El pañuelo a la cabeza
José María Belausteguigoitia Landaluce era otra cosa, una fuerza de la naturaleza. 193 centímetros de altura y 95 kilos de músculo puestos al servicio del Athletic. Honesto y viril, famoso por el pañuelo de cuatro nudos con el que se protegía de una incipiente alopecia, prenda que popularizó como estandarte de un fútbol para hombres de una pieza, fue el mediocentro indiscutible, la columna imponente sobre la que reposó el equipo durante doce temporadas. Ganó seis copas y fue el capitán de la selección en los Juegos de Amberes. Fue allí donde parece ser que pronunció, en un partido ante Suecia, su famosa frase de «Sabino, a mí el pelotón que los arrollo». No deja de ser curioso, por cierto, que el héroe fundacional de la llamada furia española fuese un abogado nacionalista, militante primero del PNV y luego de ANV, euskaldunberri en un tiempo donde serlo era una excentricidad, que tuvo que exiliarse dos veces, la última y definitiva tras la Guerra Civil. Pero así se escribe la historia.
La cinta métrica
Aquel gran Athletic que conquistaría tres títulos consecutivos no tardó en desquitarse de la derrota en la final del año anterior. Una vez reparado el cisma entre los poderes del fútbol y creada la Real Federación Española, ésta decidió crear un nuevo formato en la Copa. La disputarían los cuatro vencedores de los campeonatos regionales. El Athletic arrasó en el suyo y se enfrentó en las semifinales contra el Vigo Sporting, al que también dilapidó, ni más ni menos que por 11-0, con cuatro goles de Pichichi y tres de Apón.
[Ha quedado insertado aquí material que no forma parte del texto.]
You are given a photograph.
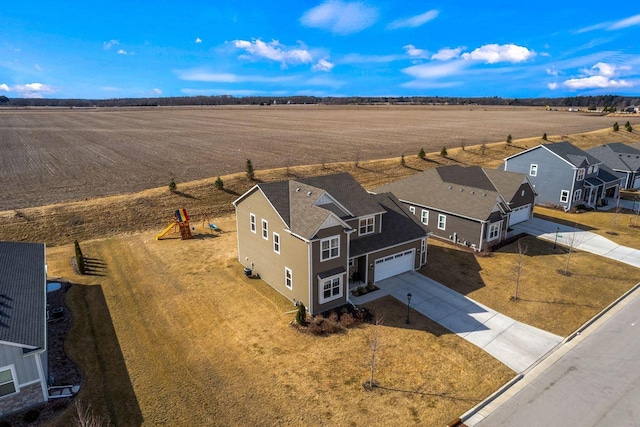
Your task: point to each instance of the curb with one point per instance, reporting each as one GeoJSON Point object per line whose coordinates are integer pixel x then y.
{"type": "Point", "coordinates": [473, 411]}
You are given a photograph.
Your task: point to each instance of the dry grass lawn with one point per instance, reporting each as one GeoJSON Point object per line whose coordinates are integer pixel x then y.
{"type": "Point", "coordinates": [614, 225]}
{"type": "Point", "coordinates": [546, 299]}
{"type": "Point", "coordinates": [171, 332]}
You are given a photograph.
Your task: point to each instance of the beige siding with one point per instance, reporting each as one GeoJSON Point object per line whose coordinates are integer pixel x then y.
{"type": "Point", "coordinates": [252, 248]}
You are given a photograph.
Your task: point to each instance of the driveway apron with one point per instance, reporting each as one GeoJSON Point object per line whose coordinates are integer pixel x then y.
{"type": "Point", "coordinates": [513, 343]}
{"type": "Point", "coordinates": [582, 240]}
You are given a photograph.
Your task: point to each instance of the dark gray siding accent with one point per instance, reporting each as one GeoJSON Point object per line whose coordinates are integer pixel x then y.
{"type": "Point", "coordinates": [554, 174]}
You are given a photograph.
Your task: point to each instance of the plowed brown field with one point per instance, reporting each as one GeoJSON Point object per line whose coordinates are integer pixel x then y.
{"type": "Point", "coordinates": [51, 156]}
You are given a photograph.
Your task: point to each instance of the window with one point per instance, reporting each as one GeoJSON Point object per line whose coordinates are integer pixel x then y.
{"type": "Point", "coordinates": [252, 220]}
{"type": "Point", "coordinates": [330, 289]}
{"type": "Point", "coordinates": [329, 248]}
{"type": "Point", "coordinates": [366, 226]}
{"type": "Point", "coordinates": [425, 217]}
{"type": "Point", "coordinates": [494, 231]}
{"type": "Point", "coordinates": [288, 278]}
{"type": "Point", "coordinates": [7, 384]}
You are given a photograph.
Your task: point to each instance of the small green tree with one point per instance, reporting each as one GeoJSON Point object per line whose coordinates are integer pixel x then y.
{"type": "Point", "coordinates": [79, 257]}
{"type": "Point", "coordinates": [301, 315]}
{"type": "Point", "coordinates": [249, 170]}
{"type": "Point", "coordinates": [219, 183]}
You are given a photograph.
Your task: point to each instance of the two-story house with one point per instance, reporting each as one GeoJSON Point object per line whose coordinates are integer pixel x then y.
{"type": "Point", "coordinates": [564, 175]}
{"type": "Point", "coordinates": [309, 237]}
{"type": "Point", "coordinates": [471, 206]}
{"type": "Point", "coordinates": [622, 159]}
{"type": "Point", "coordinates": [23, 326]}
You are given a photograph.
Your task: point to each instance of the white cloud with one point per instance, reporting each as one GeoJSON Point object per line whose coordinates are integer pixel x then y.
{"type": "Point", "coordinates": [414, 21]}
{"type": "Point", "coordinates": [593, 82]}
{"type": "Point", "coordinates": [33, 90]}
{"type": "Point", "coordinates": [624, 23]}
{"type": "Point", "coordinates": [273, 51]}
{"type": "Point", "coordinates": [445, 54]}
{"type": "Point", "coordinates": [414, 52]}
{"type": "Point", "coordinates": [108, 45]}
{"type": "Point", "coordinates": [493, 53]}
{"type": "Point", "coordinates": [340, 17]}
{"type": "Point", "coordinates": [323, 65]}
{"type": "Point", "coordinates": [435, 71]}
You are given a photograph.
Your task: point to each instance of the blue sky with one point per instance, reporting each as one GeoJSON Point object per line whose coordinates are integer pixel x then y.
{"type": "Point", "coordinates": [100, 49]}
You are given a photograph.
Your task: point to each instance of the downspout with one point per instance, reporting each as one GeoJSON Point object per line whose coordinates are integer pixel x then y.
{"type": "Point", "coordinates": [573, 186]}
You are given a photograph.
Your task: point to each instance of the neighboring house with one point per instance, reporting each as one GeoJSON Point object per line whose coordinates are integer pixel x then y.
{"type": "Point", "coordinates": [309, 238]}
{"type": "Point", "coordinates": [622, 159]}
{"type": "Point", "coordinates": [564, 175]}
{"type": "Point", "coordinates": [23, 326]}
{"type": "Point", "coordinates": [471, 206]}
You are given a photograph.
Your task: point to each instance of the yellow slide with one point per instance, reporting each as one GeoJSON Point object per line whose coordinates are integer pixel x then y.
{"type": "Point", "coordinates": [165, 231]}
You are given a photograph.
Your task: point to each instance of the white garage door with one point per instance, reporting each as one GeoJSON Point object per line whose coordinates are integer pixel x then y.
{"type": "Point", "coordinates": [519, 214]}
{"type": "Point", "coordinates": [394, 264]}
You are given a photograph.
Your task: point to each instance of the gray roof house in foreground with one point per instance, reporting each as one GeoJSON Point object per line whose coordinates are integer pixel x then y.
{"type": "Point", "coordinates": [622, 159]}
{"type": "Point", "coordinates": [311, 238]}
{"type": "Point", "coordinates": [472, 206]}
{"type": "Point", "coordinates": [564, 175]}
{"type": "Point", "coordinates": [23, 326]}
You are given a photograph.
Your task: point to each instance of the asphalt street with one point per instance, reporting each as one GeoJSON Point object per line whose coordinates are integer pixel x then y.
{"type": "Point", "coordinates": [593, 381]}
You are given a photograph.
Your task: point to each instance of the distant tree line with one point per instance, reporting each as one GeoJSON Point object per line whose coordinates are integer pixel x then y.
{"type": "Point", "coordinates": [587, 102]}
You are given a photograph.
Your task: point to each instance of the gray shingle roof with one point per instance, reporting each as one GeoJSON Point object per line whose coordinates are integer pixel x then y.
{"type": "Point", "coordinates": [618, 156]}
{"type": "Point", "coordinates": [305, 204]}
{"type": "Point", "coordinates": [398, 226]}
{"type": "Point", "coordinates": [466, 193]}
{"type": "Point", "coordinates": [23, 294]}
{"type": "Point", "coordinates": [571, 153]}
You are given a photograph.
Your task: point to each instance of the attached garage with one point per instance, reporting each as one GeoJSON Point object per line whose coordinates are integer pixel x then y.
{"type": "Point", "coordinates": [393, 265]}
{"type": "Point", "coordinates": [519, 214]}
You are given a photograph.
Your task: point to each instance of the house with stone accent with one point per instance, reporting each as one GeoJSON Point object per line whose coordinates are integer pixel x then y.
{"type": "Point", "coordinates": [470, 206]}
{"type": "Point", "coordinates": [23, 326]}
{"type": "Point", "coordinates": [313, 238]}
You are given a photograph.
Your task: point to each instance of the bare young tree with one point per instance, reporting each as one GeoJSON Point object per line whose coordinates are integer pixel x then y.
{"type": "Point", "coordinates": [374, 345]}
{"type": "Point", "coordinates": [522, 250]}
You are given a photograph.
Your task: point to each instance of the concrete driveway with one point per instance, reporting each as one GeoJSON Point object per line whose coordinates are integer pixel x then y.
{"type": "Point", "coordinates": [582, 240]}
{"type": "Point", "coordinates": [513, 343]}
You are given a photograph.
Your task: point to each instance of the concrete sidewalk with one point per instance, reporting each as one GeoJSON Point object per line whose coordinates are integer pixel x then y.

Se cuenta que, al término del partido, para el que se contrató por primera vez a un árbitro inglés, mister Rowland, el portero vigués Méndez pidió una cinta métrica para comprobar si las porterías de San Mamés tenían las medidas reglamentarias. Es de suponer que, durante la cena de confraternización entre los dos equipos en la cafetería La Alcazaba, que quedaba en los bajos de la sede del club en la calle Ayala, el 'goal keeper' gallego tuvo que soportar algunas bromas por su exceso de suspicacia. El partido de vuelta, ya intrascendente, terminó con empate a tres.
La final se disputó en Irún el 10 de mayo de 1914. La victoria del Athletic fue más ajustada de lo esperado. El España de Barcelona planteó un choque duro y áspero, sin concesiones y sin amilanarse ante la masiva presencia de hinchas rojiblancos en las gradas de Costorbe. Dos goles de Seve Zuazo en los minutos 20 y 29 encarrilaron el partido. Coletas marcó el gol del honor para el España en el minuto 89. El Athletic obtenía así su sexto título de Copa y su hinchada cantaba por primera vez el 'Alirón', tras adaptar a su antojo la letra de un cuplé que había popularizado Teresita Zazá.